I met Maura via Facetime to help us through the process and then along came Kelli, our in-home therapist. Kelli wasted no time in identifying what Penny was going to need and we immediately began to see the results. If you’d have walked into our house during that time you would’ve probably thought we were nuts with all the charts and lists of new words being spoken taped to our kitchen cabinets. These weekly visits quickly became something Penny would look forward to, although you wouldn’t always know it. If you’ve worked with Penny you know she marches to the beat of her own drum. If she doesn’t want to do it you better be prepared to get creative otherwise she won’t budge.
Kelli adapted to every curve ball Penny threw her way and made sure she was as ready as she could possibly be to enter Pre-School on her third birthday. Those first days at school were pretty rough. Penny was a home body and liked ‘her people’ all these new friends and new surroundings were quite a bit for her to take in. I remember thinking ‘man this Brittany teacher is kinda tough’. However, very quickly I saw how much Brittany was exactly the person that Penny needed in her life at that time. Her and Schotzi taught Penny that the outside world was an ok place and that learning was going to be fun. Penny very quickly became attached to them and loved going to school.
The following year Penny had Cary and Becky as her teachers. When I met Cary I remember thinking ‘She’s too nice!’ but again I found out that these we’re precisely the teachers that Penny needed in her life at that time. Cary and Becky taught Penny the importance of friendship. Over the course of the year we saw her begin to open up to the people around her. If you said Hi to her in the hallway you might actually get a response!
This year Penny has Rebecca and Kristin as teachers. I don’t know what you’ve done in there but we’ve suddenly found ourselves with a confidant, outgoing and most importantly outspoken child.
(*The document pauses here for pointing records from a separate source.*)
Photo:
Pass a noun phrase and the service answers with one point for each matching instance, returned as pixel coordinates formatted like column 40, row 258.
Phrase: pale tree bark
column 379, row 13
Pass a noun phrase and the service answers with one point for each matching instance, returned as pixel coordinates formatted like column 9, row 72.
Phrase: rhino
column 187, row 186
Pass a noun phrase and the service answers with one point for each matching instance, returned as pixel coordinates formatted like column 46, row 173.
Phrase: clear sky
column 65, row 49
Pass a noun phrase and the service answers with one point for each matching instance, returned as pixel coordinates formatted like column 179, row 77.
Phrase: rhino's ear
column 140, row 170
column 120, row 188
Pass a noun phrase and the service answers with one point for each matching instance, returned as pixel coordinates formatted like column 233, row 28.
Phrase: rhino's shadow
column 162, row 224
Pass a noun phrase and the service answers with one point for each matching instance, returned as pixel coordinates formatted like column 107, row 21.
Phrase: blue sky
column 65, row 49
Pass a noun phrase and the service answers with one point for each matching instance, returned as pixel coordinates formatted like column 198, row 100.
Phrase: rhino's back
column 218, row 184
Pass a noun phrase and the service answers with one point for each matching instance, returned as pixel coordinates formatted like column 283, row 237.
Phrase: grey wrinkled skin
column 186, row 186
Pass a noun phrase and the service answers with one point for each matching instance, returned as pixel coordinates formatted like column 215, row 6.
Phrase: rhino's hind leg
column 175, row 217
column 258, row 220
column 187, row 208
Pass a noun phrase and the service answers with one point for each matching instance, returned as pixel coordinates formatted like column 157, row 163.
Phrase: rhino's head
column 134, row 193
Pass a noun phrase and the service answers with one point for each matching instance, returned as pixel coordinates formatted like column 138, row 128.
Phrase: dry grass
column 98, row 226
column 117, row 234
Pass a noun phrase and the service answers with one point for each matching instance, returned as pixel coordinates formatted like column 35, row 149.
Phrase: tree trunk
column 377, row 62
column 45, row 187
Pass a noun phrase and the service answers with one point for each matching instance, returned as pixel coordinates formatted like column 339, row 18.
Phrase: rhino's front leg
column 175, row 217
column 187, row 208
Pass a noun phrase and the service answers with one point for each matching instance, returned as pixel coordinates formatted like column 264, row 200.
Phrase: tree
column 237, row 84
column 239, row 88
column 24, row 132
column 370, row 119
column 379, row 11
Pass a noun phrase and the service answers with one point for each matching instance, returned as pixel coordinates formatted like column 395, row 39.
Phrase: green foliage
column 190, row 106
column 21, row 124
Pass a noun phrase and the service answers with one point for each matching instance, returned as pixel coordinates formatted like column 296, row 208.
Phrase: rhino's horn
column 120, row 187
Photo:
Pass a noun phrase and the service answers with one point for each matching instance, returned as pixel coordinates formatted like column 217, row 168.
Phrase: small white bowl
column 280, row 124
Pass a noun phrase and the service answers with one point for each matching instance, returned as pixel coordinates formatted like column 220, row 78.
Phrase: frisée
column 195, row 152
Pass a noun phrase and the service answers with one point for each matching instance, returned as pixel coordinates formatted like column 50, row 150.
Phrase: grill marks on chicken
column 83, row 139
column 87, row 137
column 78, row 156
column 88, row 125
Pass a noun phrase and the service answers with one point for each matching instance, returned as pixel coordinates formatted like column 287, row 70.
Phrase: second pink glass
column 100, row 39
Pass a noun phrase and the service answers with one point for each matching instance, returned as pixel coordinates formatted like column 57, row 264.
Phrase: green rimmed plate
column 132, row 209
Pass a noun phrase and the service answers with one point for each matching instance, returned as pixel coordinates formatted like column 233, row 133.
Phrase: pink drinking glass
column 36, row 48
She isn’t afraid to speak anymore, she doesn’t shy away from a conversation and she advocates for herself if she doesn’t feel you are understanding what she’s saying.Over the course of these 2.5 years we have been seeing Christine as our SLP. There are no words to describe my gratitude for what you have given to Penny. I can’t even imagine how many countless hours you have put into making sure she meets every goal even if you have to trick her into it.
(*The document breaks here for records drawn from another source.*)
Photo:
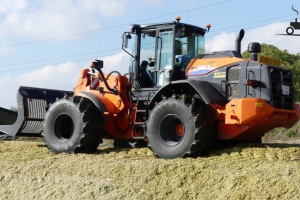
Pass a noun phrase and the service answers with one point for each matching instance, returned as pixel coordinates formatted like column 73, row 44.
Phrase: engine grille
column 279, row 79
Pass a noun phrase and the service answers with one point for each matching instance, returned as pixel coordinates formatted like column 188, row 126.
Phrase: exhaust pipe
column 238, row 41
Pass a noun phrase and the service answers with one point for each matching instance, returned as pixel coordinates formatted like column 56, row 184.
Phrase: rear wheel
column 179, row 128
column 73, row 126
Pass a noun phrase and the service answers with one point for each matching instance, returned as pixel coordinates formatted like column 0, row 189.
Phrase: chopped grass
column 245, row 171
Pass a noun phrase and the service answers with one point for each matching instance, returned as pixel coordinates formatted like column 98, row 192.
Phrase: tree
column 290, row 61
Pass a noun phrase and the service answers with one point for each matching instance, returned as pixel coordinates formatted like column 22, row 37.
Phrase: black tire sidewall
column 53, row 142
column 158, row 146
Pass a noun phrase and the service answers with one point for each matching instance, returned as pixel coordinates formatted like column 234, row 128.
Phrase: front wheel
column 73, row 126
column 179, row 127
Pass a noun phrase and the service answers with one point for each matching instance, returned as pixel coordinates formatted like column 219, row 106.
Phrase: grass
column 283, row 133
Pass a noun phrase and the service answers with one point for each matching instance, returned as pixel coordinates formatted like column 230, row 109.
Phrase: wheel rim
column 289, row 30
column 171, row 130
column 63, row 127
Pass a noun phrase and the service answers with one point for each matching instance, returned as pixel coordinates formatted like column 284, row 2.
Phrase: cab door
column 164, row 61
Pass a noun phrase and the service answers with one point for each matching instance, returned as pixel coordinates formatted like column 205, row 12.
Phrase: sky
column 45, row 43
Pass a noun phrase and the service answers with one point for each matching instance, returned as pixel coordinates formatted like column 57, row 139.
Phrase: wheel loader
column 176, row 98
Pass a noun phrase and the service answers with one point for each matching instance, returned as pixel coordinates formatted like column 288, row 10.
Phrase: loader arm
column 32, row 106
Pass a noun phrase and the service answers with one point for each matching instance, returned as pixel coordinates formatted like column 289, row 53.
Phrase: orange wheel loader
column 175, row 98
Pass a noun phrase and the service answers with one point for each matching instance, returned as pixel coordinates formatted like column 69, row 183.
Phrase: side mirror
column 126, row 37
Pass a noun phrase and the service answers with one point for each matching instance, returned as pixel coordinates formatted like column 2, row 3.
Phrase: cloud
column 266, row 34
column 63, row 77
column 42, row 19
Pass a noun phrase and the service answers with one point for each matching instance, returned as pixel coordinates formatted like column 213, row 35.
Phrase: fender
column 102, row 103
column 205, row 90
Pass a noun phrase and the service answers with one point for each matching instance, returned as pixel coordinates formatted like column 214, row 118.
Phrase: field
column 245, row 171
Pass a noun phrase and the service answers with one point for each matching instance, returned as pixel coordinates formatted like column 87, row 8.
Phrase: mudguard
column 205, row 90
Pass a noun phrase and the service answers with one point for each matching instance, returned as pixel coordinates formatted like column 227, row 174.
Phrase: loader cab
column 167, row 48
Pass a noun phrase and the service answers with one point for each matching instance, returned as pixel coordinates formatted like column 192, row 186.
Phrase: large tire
column 73, row 126
column 179, row 128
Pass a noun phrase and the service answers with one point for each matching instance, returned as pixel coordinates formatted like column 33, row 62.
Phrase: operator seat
column 144, row 79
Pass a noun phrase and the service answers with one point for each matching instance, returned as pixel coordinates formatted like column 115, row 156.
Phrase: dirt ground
column 247, row 171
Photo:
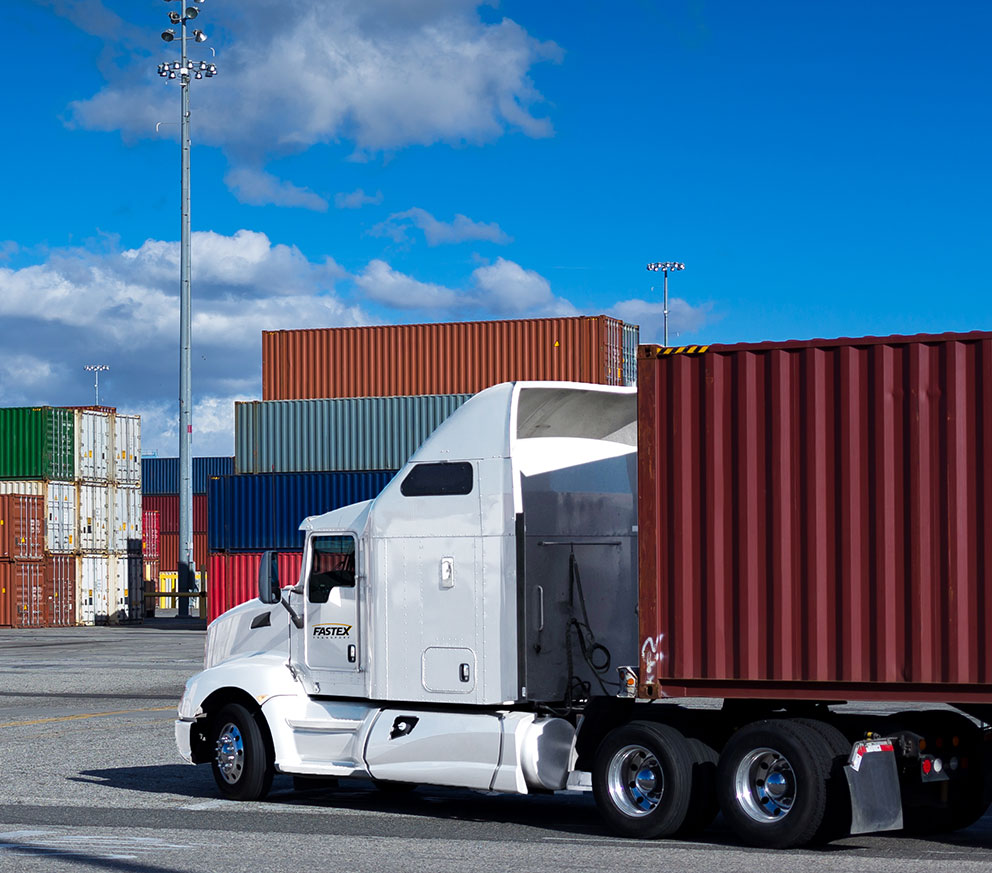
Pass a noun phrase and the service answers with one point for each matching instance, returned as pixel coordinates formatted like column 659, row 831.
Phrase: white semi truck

On a regular basis family and friends comment on how much she has grown and changed since attending Listen and Talk. It’s scary knowing we are going to be leaving this incredible school this year. I’d seriously keep her there forever if I could. What’s amazing though is the relationships we have made there will stay with us forever and I know we will be supported through this community over the years if and when we face challenges.